If you have a low pain tolerance, you might have to blame your genes: Study
Some people are just better at withstanding pain than others and while this has been a mystery for some time, a new study suggests that genes may have something to do with tolerance for pain.
In a new study to be presented at the American Academy of Neurology's annual meeting in Philadelphia on April 30, researchers followed more than 2,700 individuals who take prescription opioids to treat chronic pain. The researchers asked the participants to rate their pain on a scale of zero to ten and divided them into three groups based on their pain scores excluding those with zero scores.
Those whose pain scores were anywhere between one and three were classified to have low pain perception and they make up 9 percent of the remaining participants. Forty-six percent of the participants who had scores of four to six, on the other hand, were classified to have moderate pain perception. Forty-five percent had pain scores between seven and 10 which classified them to have high pain perception.

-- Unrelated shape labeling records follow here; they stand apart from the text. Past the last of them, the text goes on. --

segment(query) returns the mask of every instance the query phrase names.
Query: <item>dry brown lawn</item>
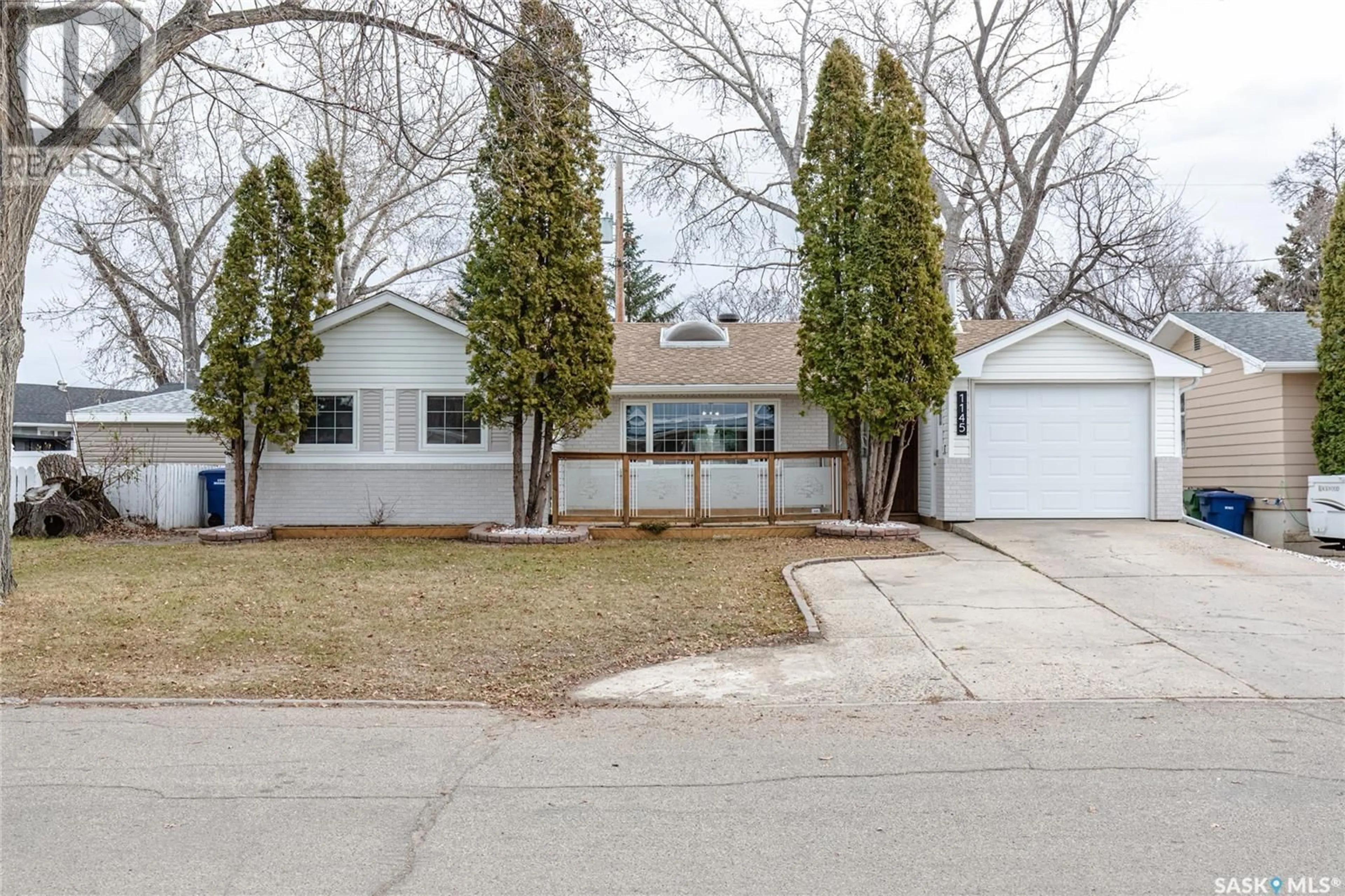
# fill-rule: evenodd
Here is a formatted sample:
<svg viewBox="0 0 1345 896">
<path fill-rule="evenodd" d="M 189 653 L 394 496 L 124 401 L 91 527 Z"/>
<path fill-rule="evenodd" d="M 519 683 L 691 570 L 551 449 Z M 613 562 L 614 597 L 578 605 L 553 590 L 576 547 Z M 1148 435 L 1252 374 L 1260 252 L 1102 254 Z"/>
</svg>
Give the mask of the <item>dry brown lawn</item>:
<svg viewBox="0 0 1345 896">
<path fill-rule="evenodd" d="M 15 544 L 11 697 L 565 702 L 620 669 L 803 636 L 785 564 L 923 545 L 675 538 Z"/>
</svg>

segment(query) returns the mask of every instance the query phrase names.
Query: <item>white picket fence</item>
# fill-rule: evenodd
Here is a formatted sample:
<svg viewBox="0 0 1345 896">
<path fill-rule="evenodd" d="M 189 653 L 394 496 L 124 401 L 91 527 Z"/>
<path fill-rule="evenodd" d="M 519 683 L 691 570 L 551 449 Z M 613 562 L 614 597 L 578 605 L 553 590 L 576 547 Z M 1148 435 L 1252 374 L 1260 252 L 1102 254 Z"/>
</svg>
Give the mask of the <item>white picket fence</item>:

The researchers also evaluated the genes of the participants and observed that the DRD1 gene was more prevalent in subjects with low pain perception. The researchers observed that the DRD1 gene was 33 percent more common in those whose pain scores were between one and three than in those who belong to the high-pain group.
The COMT and OPRK genes, on the other hand, were more prevalent in those who belong to the moderate-pain group. The COMT genes were 25 percent more prevalent in the participants who scored between four and six than in those who belong to the high-pain group. The OPRK genes, on the other hand were 19 percent more common in the moderate-pain group than in those who have high pain perception. The DRD2 gene was likewise 25 percent more common in those who belong to the high pain perception group than in those who belong to the moderate pain group.
Study researcher Tobore Onojjighofia, from the pain management company Proove Bioscience said that the findings of the study offer an objective way of understanding pain and why people have varying pain tolerance levels. Onojjighofia also said that the results of the study could provide helpful insights to doctors that would help them better understand their patients' tolerance of pain.
"Finding genes that maybe play a role in pain perception could provide a target for developing new therapies and help physicians better understand their patients' perceptions of pain," Onojjighofia said.